Melinda’s second commentary on a teacher concerns her English teacher whom she christens Hairwoman, because her hair is black from her part to her ears and then neon orange to the frizzy ends. Melinda explains that Hairwoman takes twenty minutes to take attendance, because she won’t look at the students. The rest of the period is spent with her standing at the board, her back to the class, discussing the required reading and their journals. Once again, she is scheduled for American History for the ninth time in nine years. She sarcastically observes that they never get past The Industrial Revolution and that they only made it to World War I once. “Who knew there had been a war with the whole world?” Her social studies teacher is Mr. Neck who remembers how he had to order her to sit in the auditorium and now warns her, “I got my eyes on you.”
Melinda takes this opportunity to describe two of her teachers, Hairwoman and Mr. Neck. She doesn’t call them by their actual names, perhaps to reflect how little she respects them or perhaps because she is too wounded to allow herself to feel any kind of admiration for anyone. It’s easier to point out their shortcomings than to identify with them in any way.
In this section of First Marking Period, Melinda finally finds her locker and then heads for the cafeteria. She observes that you never bring a lunch the first day of high school, because you never know what the acceptable fashion will be. She doesn’t know how to order anything, so she just allows the “drones” to fill a tray with the day’s general menu and looks for a place to sit down. She sees those girls who used to be her friends, but they just look away. She is behind a basketball player who finds the rest of his team. One of his friends throws some mashed potatoes and gravy at him, but they hit Melinda instead. She thinks she will be forever known as the “girl who got nailed by mashed potatoes the first day.” The whole cafeteria explodes in laughter and Melinda dumps her tray and bolts for the door.
As she runs for the door, Melinda is stopped by Mr. Neck who has cafeteria duty. He refuses to allow her to leave and Melinda decides it’s easier to just stay silent, because nobody wants to hear what you have to say. He notes in his book that he thought she was trouble the first time he saw her. He has taught for 24 years and believes he can tell what’s going on in a kid’s head just by looking in his eyes. She earns another demerit.

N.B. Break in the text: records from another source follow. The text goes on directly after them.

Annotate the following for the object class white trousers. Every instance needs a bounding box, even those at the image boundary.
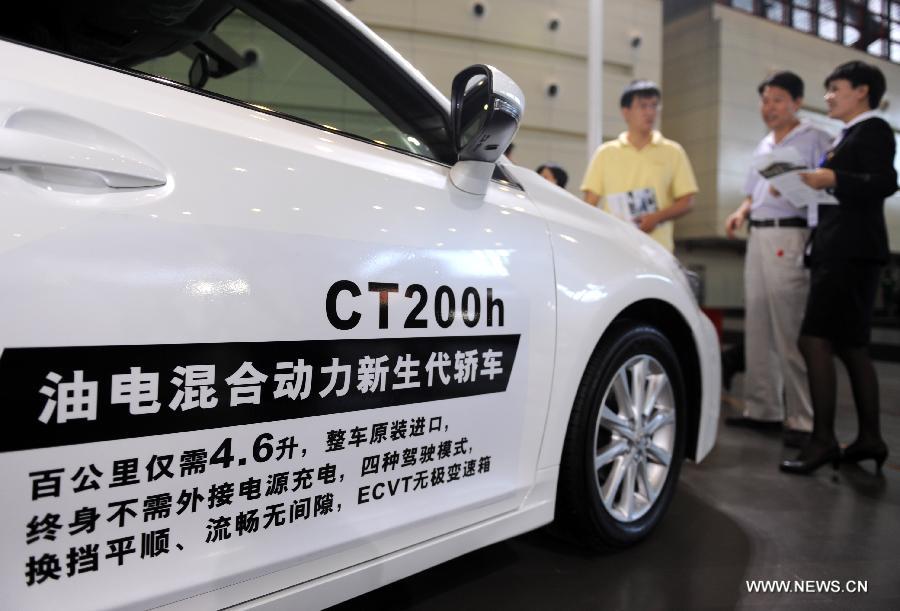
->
[744,227,812,431]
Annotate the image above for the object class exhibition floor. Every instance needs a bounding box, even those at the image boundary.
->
[335,362,900,611]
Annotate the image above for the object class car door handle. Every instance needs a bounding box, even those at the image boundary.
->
[0,127,166,189]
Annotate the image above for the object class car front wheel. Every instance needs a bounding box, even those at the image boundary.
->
[556,324,684,547]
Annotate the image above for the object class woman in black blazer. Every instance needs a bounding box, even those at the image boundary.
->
[781,61,897,473]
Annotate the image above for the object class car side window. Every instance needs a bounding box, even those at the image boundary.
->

The first day continues to be a nightmare for Melinda. She is forced into the “spotlight” when all she wants is to somehow get through the agony of being Outcast without attracting too much attention. The humiliation of being snubbed by her friends, being hit with mashed potatoes and gravy, and being given yet another demerit from Mr. Neck makes the “spotlight” unbearable. It is interesting to note, however, that in spite of the fact that she knows how her friends feel about her, she is still anxious, actually determined in some ways, to fit in.